NOVEMBER READING : WAITING FOR SUNRISE


WAITING FOR SUNRISE by William Boyd

In our book club we love William Boyd. His books are always satisfying, complicated, great plots, interesting flawed protagonists, or as one reviewer puts it - there is always a 'Dude with a Problem'. And the author himself is timeless, judging by the photo that graces the book covers. Although as an aside, the photo on the cover of this, his latest, does actually resemble a man who could be approaching 60 years of age!

Lysander Rief is a young Englishman, an actor, who is the son of a now deceased famous actor father. He is engaged to a young actress. He comes to Vienna in 1913 to seek a cure for a personal and private problem, Vienna of course being the home to Sigmund Freud and his theories of psychoanalysis. Lysander is very much an innocent abroad, rather dull, indecisive, bit of a wimp really. In Vienna he meets a wide assortment of very interesting people ranging from his fellow lodgers, his therapist, a fellow patient with whom he has a very complicated entanglement, and some fellow Brits. Life suddenly takes a very dark turn for Lysander, and it seems as if he goes through a personality transplant in the process. The result is a man of action who would not be out of place in a John Le Carre novel. Suddenly his life has a purpose, ie save it, and in the process uncover a mole deep inside the British military machine.

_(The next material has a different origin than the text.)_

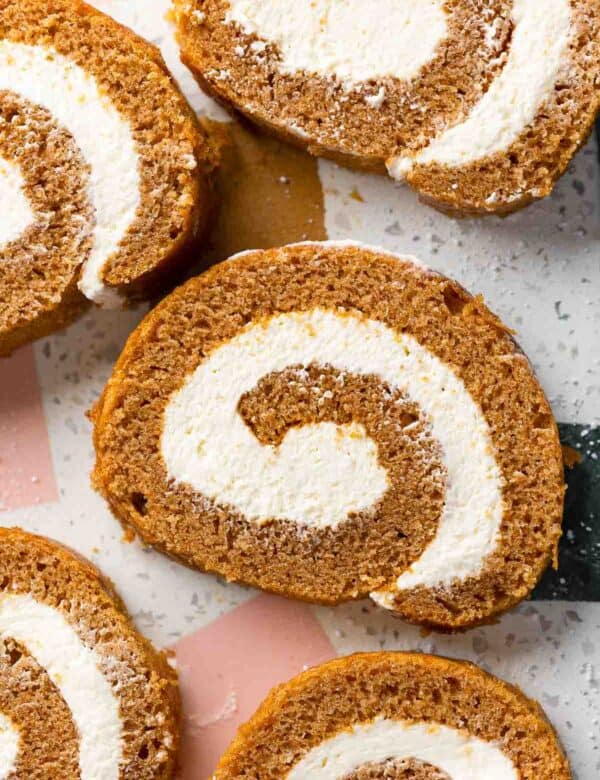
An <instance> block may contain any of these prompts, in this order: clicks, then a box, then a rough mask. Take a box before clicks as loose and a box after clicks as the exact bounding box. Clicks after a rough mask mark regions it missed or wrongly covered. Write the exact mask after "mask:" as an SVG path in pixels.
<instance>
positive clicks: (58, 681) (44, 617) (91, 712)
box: [0, 593, 123, 780]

Because of course, by now it is World War I. Lysander is quite literally, thrown in the deep end, on his quest to solve the intelligence leak. This takes him to the trenches, to Switzerland, back to England, tripping around all over the south coast, dealing again with his complicated entanglement, finding true love, and finally managing to derail the traitor. Quite an achievement really for someone whose life only months before appeared to be going nowhere.

I know it is all only fiction and made up, but the changes that take place in Lysander I did find a little far fetched. Maybe his psychotherapy treatment produced a truly new man! Maybe those acting genes finally kick in. The book could be psycho analysed forever in an attempt to understand the author's purpose. But it doesn't really matter because this is a very readable, action filled, page turner of a book. The story may be a little uneven, the ending a bit of an anti climax, but William Boyd's writing, as usual, is flawless. It doesn't take much for him to pick the reader up and throw them into the action too.